От центра расходятся, как бы вверх и вниз, другие главы. Первая погружает читателя в литературное движение 1920—1930-х годов; в третьей собраны статьи разных лет, но объединяются они все тем же кругом идей: они посвящены прозе Платонова и пьесе “Ноев ковчег”.
Место Платонова в литературном процессе двух десятилетий уникально. Ни на кого не похожий в своем творчестве, он и в литературно-эстетических спорах 20—30-х годов соприкасался со многими, но не сливался ни с одной из групп, ни с одной из теорий. Пролеткульт и авангард причудливо, но для Платонова органично соединились в его художественной системе (идея “искусства-жизнестроения”). Но и история отношений Платонова с Пролеткультом (что, кажется, лучше известно современному читателю), и с авангардом (об этом написано еще не так много) требовала отдельного подробного разговора. И он состоялся в книге Н. Малыгиной. Точно так же и отдельные, хотя и переплетающиеся сюжеты — Платонов в дискуссии между РАППом и “Перевалом”. И тут он ни с кем не слился. Неудивительно, что мыслящий себя истинно рабочим писателем Платонов не мог, конечно, соединиться с РАППом: это было невозможно по определению. Настоящий писатель не мыслил, не мог сделать целью жизни борьбу за власть в литературе. Фактически это означало бы, как ни парадоксально, положение над литературой.
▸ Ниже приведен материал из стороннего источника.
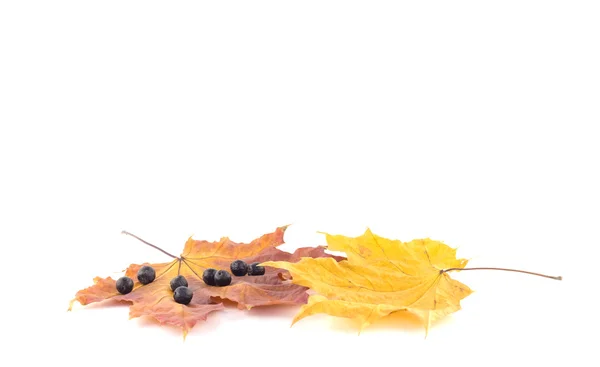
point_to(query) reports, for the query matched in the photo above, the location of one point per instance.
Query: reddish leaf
(156, 299)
Это могло устраивать чиновников от литературы — но не Платонова.
Гораздо сложнее другая проблема: Платонов и “Перевал”. Анализируя найденное в архиве писателя предисловие к повести “Впрок”, другие материалы, исследователь показывает и как изменялась эстетическая позиция “Перевала” после ухода А. Воронского, и как реагировал Платонов на перевальские идеи. Например, он не принял положения об искренности в искусстве, не признавал перевальскую идею моцартианства, даже назвал деятелей “Перевала” “идеологическими паразитами” — почему?
Для самого Платонова занятия искусством были не способом выразить свою индивидуальность, не целью создать “вторую действительность”. Искусство, по Платонову (и тут сказались идеи А. Богданова), выражает не индивида, а коллектив, и оно должно быть обращено на саму действительность, менять ее. Возможно ли это, спросим мы, и не слышны ли здесь отголоски даже не двадцатых годов ХХ столетия, а шестидесятых — ХIХ века? Истоки вульгарного, утилитарного отношения к искусству, которое надо поставить на службу жизни, коренятся ведь еще в эстетике Чернышевского. Но особенность позиции Платонова (и перевальцев, хотя он этого сходства, кажется, не заметил) в том, что “задачу литературы Платонов видит в служении революции, служении не рабском, а свободном”, — пишет Н. Малыгина.
Но Платонов не разделял и перевальскую идею противопоставления Моцарта и Сальери. Для него главным была не интуиция, а рассудок. Он апеллировал к разуму, который, впрочем, определял так: “… рассудок есть страсть и синтез всех чувств, куда входит и интуиция…”. А Моцарта и Сальери по Платонову, поясняет исследователь, надо понимать как два равно нужных, но в силу несовершенства мира и человека пока что разрозненных начала. В “высшем человеке” — гармоническом человеке будущего — писатель видит соединение “душевной мускулатуры” Моцарта с техничностью, которой обладает Сальери. Как видим, Платонов и здесь неподражаемо самобытен. Но и, как перевальцы, утопичен.
…В книге Н. Малыгиной приводится фрагмент из рецензии Владимира Келлера на книгу стихов Платонова “Голубая глубина”, вышедшую в 1922 году. Прогноз критика читается сегодня, почти век спустя, как осуществившееся предсказание: “Толкаться в литературных лавочках Питера и Москвы и кричать о себе он, разумеется, не будет… Но те, кому нужен Платонов, найдут к нему дорогу. А нужен он многим”.